Ensure Discipline Is Well-Documented

Discipline and termination should always be well-documented, but how exactly? Adam Rosenthal, an attorney with Sheppard Mullin in San Diego and Los Angeles, provided some tips on such documentation during a June 14 concurrent session at the SHRM Annual Conference & Expo 2022 in New Orleans.

Disciplinary issues became particularly acute during the pandemic, according to one school administrator from Texas attending the session, called “The Art of Disciplining, Separating and Laying Off Employees: Ethical Considerations and Effective Strategies for HR Professionals and In-House Attorneys in Workplace Investigations and When Making Difficult Personnel Decisions.” She told SHRM Conference Today that some teachers refused to wear masks or they let their students not wear masks, despite school rules. These acts rose to the level of insubordination, and discipline had to be considered, she noted.

Documentation

Adam RosenthalFive things every disciplinary documentation should include, according to Rosenthal, are:

  • Evidence that prior to the write-up, the employee knew the employer’s expectations.
  • Evidence that the employer’s expectations were appropriate, lawful and consistent with the job duties and business needs.
  • Evidence that the employee did not meet the employer’s expectations.
  • A clear statement of the employer’s expectations going forward.
  • A clear statement regarding the consequences of failing to meet the employer’s expectations.

The first of these is particularly important, Rosenthal emphasized.

He noted that as a general precaution, even in at-will states, the decision to terminate should be:

  • Based on legitimate business reasons.
  • Supported by ample documentation.
  • Consistent with the employer’s policies.
  • Conducted in good faith.
  • Made for good cause (not “for cause”), which means for a fair and honest reason, regulated by good faith, that is not trivial, arbitrary,  capricious, unrelated to the business needs or goals, or pretextual.

The employer should provide a termination letter, not a form, to an employee who is being discharged and specify the reason why the person is being fired, Rosenthal recommended. Avoid a laundry list of reasons why the person is being let go. That can backfire, he cautioned.

Managers often are reluctant to fire employees, he noted. Managers often want to be liked, may not know how to discipline employees or fear being accused of unlawful retaliation. All in all, it’s just hard to terminate workers, Rosenthal noted.

Attorneys’ Role

When a worker needs to be disciplined or fired, employers don’t always go running to legal counsel for advice, nor should they, Rosenthal said. It’s more appropriate for HR to seek attorneys’ input when another attorney has contacted them or the legal issues aren’t clear, he noted.

Not all complaints are equally serious, but there should be some formal investigation of all of them, he said. Otherwise, plaintiffs’ attorneys may ask why a formal investigation wasn’t conducted.

Lawyers often lead investigations, but they rarely make the final employment decisions at the investigations’ end. That typically should be the managers’ call, he said.

Attorney-Client Privilege

In order for attorney-client privilege to apply, HR needs to ask legal counsel for input on a legal question. If the lawyer addresses only business decisions without answering any legal questions, the privilege won’t apply.

This privilege is important because if litigation ensues, the other side can’t access certain information discussed between HR and the attorney.

However, just because HR labels some communications privileged doesn’t mean the privilege can’t be waived. For example, the privilege could be waived if HR has a conversation with someone—other than the attorney—who has no need to know about the privileged information

Once waived, the privilege typically can’t be restored. That’s a great loss, because attorney-client privilege facilitates open lines of communication between HR and the lawyer, which helps the lawyer provide the best legal advice, Rosenthal noted.

When the Investigator Is an Attorney

Rosenthal also provided information for when the workplace investigator is an attorney.

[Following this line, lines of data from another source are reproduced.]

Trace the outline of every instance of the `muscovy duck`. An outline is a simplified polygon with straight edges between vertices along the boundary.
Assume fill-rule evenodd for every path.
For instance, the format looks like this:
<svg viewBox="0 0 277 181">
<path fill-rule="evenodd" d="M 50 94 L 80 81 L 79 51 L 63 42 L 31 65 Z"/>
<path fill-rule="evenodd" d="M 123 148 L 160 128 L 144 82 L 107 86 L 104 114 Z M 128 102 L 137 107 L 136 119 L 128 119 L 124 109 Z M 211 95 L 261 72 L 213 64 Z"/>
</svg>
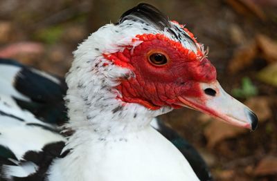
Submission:
<svg viewBox="0 0 277 181">
<path fill-rule="evenodd" d="M 0 99 L 3 95 L 8 96 L 8 99 L 15 102 L 20 108 L 28 111 L 35 115 L 37 122 L 36 124 L 28 122 L 25 126 L 27 127 L 30 126 L 39 126 L 39 128 L 44 128 L 46 132 L 51 132 L 50 134 L 60 134 L 57 131 L 53 133 L 52 131 L 53 128 L 55 128 L 54 130 L 57 131 L 57 125 L 64 124 L 68 121 L 63 99 L 67 86 L 63 78 L 26 66 L 12 59 L 0 58 L 0 87 L 2 88 L 0 89 Z M 5 102 L 2 104 L 9 104 L 10 102 Z M 12 108 L 10 111 L 11 112 L 9 113 L 10 114 L 8 115 L 7 113 L 4 115 L 3 113 L 4 112 L 2 111 L 2 115 L 0 115 L 0 125 L 1 121 L 4 120 L 2 117 L 8 116 L 15 122 L 21 122 L 12 117 Z M 204 160 L 190 144 L 159 119 L 154 118 L 150 124 L 181 151 L 200 180 L 213 180 Z M 19 126 L 24 128 L 22 124 L 19 125 Z M 52 129 L 49 129 L 49 128 L 52 128 Z M 43 132 L 39 133 L 43 136 Z M 25 142 L 23 143 L 25 144 Z M 20 160 L 21 164 L 24 162 L 33 161 L 33 159 L 39 155 L 42 156 L 47 155 L 48 153 L 44 151 L 44 150 L 46 152 L 48 151 L 49 149 L 47 148 L 49 147 L 53 149 L 50 151 L 55 153 L 52 157 L 49 157 L 49 160 L 35 160 L 38 169 L 47 168 L 51 161 L 60 155 L 64 145 L 64 142 L 62 139 L 58 140 L 57 142 L 52 140 L 46 140 L 46 142 L 45 140 L 42 140 L 39 144 L 36 145 L 35 150 L 33 149 L 33 150 L 26 150 L 22 156 L 24 158 L 24 160 L 20 160 L 15 158 L 12 150 L 0 144 L 0 153 L 2 153 L 2 154 L 0 153 L 0 165 L 5 163 L 4 162 L 1 162 L 3 160 L 6 161 L 8 159 L 15 158 L 17 162 Z M 28 158 L 26 158 L 27 155 L 30 155 Z M 11 157 L 11 155 L 14 156 Z M 42 180 L 39 177 L 42 174 L 35 174 L 32 178 L 35 180 Z M 30 178 L 30 177 L 27 177 L 27 178 Z"/>
<path fill-rule="evenodd" d="M 255 114 L 221 88 L 193 35 L 145 3 L 78 46 L 66 84 L 67 140 L 1 95 L 0 144 L 13 153 L 3 160 L 3 178 L 198 180 L 179 151 L 150 126 L 154 117 L 185 106 L 236 126 L 257 126 Z M 33 158 L 28 151 L 40 151 L 34 145 L 44 140 L 60 142 L 60 148 L 48 144 Z M 61 154 L 53 151 L 59 149 Z M 49 167 L 39 167 L 37 160 Z"/>
</svg>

In this circumstance, the attorney needs to tell the employee that the attorney is gathering facts to provide legal advice to the company and that the attorney represents the company, not the employee personally—the so-called Upjohn warning.

The attorney also should explain that for a discussion to be subject to the privilege, it must be kept in confidence. The employee participating in the investigation should be told that except for their own attorney, they may not disclose the substance of the interview to any third party, including other employees or anyone outside the company.

The lawyer also should say that this notice has been provided to every employee interviewed as part of the investigation.

Exit Interviews

Corporate attorneys sometimes want to be present at exit interviews.

If they are present, they must provide the Upjohn warning, Rosenthal said. In addition, the attorneys might have to be a witness should litigation ensue.